Petitioner first contends that he was denied his Fourteenth Amendment right to a fair hearing on his motion to suppress evidence because the judge was biased against him. This contention is based upon the State trial judge's characterization of the motion as a "fishing expedition" and the judge's reference to petitioner as a "young robber".

Petitioner's contention must be rejected. A defendant does have a constitutional right not to be tried before a judge who is biased against him. Ward v. Village of Monroeville, 409 U.S. 57, 93 S. Ct. 80, 34 L. Ed. 2d 267 (1972); Tumey v. Ohio, 273 U.S. 510, 47 S. Ct. 437, 71 L. Ed. 749 (1927). However, although the trial judge's statements may have been inappropriate, they do not demonstrate that he was biased *1091 against petitioner as to the issues of law addressed at the suppression hearing. The judge's displeasure was directed at petitioner's attorney, not petitioner. Furthermore, the trial court granted petitioner's motion to suppress the weapon.

Moreover, even if the trial court had been biased against petitioner, it is doubtful that his contention is cognizable on federal habeas corpus. When a criminal defendant pleads guilty, he cannot, in a federal habeas corpus proceeding, allege the deprivation of constitutional rights that antedated his plea, except where state law permits a defendant to plead guilty without forfeiting his right to judicial review. Tollett v. Henderson, 411 U.S. 258, 93 S. Ct. 1602, 36 L. Ed. 2d 235 (1973); Lefkowitz v. Newsome, 420 U.S. 283, 95 S. Ct. 886, 43 L. Ed. 2d 196 (1975). Except on search and seizure issues, California Penal Code § 1237.5 only permits an appeal after a guilty plea where the State trial court has executed and filed a certificate of probable cause for such appeal. Here, petitioner did not seek or obtain such certificate. Since petitioner could not appeal on the issue of the trial judge's bias, he cannot raise the issue on federal habeas corpus.


Petitioner next contends that he was denied his Fourth Amendment right to be free from unreasonable searches and seizures. This contention is based upon the argument that the initial detention of petitioner was unlawful because there was no suspicious conduct and therefore all items seized during the unlawful detention should be suppressed.

This contention must also be rejected. A police officer may make a brief stop of a suspicious individual for the purpose of investigating possible criminal behavior even though there is no probable cause to make an arrest. Adams v. Williams, 407 U.S. 143, 145-46, 92 S. Ct. 1921, 32 L. Ed. 2d 612 (1972); Terry v.
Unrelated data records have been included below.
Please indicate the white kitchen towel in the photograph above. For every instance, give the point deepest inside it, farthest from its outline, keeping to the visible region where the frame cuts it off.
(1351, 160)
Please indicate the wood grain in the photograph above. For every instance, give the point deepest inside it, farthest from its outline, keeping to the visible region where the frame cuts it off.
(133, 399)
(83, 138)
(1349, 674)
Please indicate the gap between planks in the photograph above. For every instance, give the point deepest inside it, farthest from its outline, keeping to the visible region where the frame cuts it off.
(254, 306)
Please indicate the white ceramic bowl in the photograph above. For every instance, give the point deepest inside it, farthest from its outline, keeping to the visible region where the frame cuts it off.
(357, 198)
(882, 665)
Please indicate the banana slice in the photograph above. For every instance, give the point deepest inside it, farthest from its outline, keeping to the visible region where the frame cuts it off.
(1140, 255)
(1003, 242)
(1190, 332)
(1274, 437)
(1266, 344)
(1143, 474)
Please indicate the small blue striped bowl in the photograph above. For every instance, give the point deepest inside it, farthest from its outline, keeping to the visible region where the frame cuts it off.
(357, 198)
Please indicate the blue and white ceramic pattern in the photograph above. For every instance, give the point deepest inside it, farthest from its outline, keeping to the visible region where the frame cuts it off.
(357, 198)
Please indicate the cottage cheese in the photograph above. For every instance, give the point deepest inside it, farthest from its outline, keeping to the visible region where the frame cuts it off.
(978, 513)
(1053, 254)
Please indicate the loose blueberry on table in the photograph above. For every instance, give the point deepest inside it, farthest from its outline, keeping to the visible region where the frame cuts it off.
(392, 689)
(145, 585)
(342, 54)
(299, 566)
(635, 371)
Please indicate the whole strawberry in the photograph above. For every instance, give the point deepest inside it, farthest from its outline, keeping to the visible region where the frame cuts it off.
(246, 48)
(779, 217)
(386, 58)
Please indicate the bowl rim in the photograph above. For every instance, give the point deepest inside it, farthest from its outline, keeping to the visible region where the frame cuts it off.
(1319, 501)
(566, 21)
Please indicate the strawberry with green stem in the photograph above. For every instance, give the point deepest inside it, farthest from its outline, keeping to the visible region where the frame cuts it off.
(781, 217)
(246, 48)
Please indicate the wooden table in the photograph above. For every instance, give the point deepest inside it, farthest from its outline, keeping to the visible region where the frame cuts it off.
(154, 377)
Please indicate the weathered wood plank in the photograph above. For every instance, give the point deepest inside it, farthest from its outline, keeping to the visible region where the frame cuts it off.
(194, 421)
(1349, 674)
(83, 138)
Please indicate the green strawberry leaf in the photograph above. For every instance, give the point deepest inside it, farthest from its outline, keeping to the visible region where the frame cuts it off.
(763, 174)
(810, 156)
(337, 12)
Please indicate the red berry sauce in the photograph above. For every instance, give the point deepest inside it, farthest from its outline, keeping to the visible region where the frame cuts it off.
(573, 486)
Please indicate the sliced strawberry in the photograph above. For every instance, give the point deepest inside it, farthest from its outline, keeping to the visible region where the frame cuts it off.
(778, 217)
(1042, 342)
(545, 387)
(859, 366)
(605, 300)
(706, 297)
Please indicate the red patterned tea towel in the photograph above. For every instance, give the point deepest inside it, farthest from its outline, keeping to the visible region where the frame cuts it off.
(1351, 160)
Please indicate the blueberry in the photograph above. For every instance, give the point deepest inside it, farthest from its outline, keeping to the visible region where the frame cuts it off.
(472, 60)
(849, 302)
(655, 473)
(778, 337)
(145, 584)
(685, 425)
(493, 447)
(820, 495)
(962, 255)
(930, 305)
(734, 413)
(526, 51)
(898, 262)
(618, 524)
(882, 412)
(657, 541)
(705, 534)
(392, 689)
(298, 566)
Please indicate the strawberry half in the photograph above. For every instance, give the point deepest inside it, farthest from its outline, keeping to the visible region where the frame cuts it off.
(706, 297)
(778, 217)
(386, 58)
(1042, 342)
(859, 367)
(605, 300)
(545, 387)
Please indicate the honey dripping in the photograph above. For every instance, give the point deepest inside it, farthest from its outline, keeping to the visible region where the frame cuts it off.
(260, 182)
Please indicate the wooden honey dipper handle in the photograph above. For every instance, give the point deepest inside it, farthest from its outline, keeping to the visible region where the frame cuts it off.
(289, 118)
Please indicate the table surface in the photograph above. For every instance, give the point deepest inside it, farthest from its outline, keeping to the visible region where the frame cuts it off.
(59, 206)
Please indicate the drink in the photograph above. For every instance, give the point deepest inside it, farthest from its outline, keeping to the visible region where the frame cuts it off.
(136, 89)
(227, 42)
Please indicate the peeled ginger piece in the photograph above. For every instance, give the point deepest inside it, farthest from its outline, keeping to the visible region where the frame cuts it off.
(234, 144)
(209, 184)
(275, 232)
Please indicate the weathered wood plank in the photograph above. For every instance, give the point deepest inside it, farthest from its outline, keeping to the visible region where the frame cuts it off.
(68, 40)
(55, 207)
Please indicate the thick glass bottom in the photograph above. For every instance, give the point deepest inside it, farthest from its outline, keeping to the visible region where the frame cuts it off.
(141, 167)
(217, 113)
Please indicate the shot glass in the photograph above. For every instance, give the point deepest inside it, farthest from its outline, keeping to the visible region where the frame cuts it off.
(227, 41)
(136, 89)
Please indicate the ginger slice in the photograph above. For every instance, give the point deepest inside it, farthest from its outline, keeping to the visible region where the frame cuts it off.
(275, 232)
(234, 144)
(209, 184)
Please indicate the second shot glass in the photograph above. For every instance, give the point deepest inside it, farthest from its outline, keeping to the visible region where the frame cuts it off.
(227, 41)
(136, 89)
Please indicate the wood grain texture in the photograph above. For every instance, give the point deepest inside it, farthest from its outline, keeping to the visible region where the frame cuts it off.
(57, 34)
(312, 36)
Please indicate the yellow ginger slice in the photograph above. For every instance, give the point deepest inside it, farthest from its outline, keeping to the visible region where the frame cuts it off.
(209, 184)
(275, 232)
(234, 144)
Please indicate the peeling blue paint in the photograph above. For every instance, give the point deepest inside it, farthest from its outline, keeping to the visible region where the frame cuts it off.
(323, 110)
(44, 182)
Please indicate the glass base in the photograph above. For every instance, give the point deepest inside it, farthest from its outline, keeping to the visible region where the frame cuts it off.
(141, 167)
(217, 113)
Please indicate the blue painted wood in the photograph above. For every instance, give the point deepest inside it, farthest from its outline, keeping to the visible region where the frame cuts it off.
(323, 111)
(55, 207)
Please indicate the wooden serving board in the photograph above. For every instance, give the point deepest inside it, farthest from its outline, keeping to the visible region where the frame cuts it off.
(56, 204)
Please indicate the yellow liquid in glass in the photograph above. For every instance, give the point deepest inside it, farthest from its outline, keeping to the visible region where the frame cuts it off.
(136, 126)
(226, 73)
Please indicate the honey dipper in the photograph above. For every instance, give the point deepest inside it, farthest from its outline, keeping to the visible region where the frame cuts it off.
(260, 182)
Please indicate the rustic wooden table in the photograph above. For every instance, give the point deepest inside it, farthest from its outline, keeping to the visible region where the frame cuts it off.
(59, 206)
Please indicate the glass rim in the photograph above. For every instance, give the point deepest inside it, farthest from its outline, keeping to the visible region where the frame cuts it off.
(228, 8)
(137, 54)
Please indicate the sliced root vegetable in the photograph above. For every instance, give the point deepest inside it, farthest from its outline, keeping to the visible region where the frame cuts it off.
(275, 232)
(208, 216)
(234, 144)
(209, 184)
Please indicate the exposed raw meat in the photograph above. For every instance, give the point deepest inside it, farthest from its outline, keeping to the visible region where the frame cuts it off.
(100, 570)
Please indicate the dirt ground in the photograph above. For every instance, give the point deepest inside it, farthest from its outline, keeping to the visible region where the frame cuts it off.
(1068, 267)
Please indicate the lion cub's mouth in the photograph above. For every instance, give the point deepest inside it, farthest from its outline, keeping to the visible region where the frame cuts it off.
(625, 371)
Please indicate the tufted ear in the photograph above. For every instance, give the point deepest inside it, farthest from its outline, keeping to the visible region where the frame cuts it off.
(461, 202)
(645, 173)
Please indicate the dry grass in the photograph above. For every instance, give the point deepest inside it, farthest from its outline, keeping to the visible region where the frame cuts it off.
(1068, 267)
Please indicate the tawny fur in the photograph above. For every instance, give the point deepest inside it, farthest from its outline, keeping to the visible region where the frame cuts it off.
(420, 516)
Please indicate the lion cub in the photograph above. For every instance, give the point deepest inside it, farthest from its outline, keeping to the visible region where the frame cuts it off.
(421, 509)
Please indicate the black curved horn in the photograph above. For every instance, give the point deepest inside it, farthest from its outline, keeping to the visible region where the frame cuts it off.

Ohio, 392 U.S. 1, 22, 88 S. Ct. 1868, 20 L. Ed. 2d 889 (1968). The standard applicable under the Fourth Amendment to vehicle stops by police for investigatory purposes is whether the "stop" is based on a "founded suspicion", that is, whether there is some basis from which the court can determine that the detention was not arbitrary or harassing. United States v. Jaime-Barrios, 494 F.2d 455, 457 (9th Cir. 1974), cert. denied, 417 U.S. 972, 94 S. Ct. 3178, 41 L. Ed. 2d 1143 (1974); United States v. Leal, 460 F.2d 385, 387-88 (9th Cir. 1972), cert. denied, 409 U.S. 889, 93 S. Ct. 154, 34 L. Ed. 2d 146 (1972); Wilson v. Porter, 361 F.2d 412, 415 (9th Cir. 1966).

Here, Officer Ritter's detention of petitioner was based on founded suspicion. Petitioner was parked in an area of frequent burglaries. It was 2:30 a. m. The vehicle was parked in front of the laundry, thereby blocking the view of the laundry from the street. This was sufficient to establish a founded suspicion. Untermyer v. Hellbush, 472 F.2d 156 (9th Cir. 1973).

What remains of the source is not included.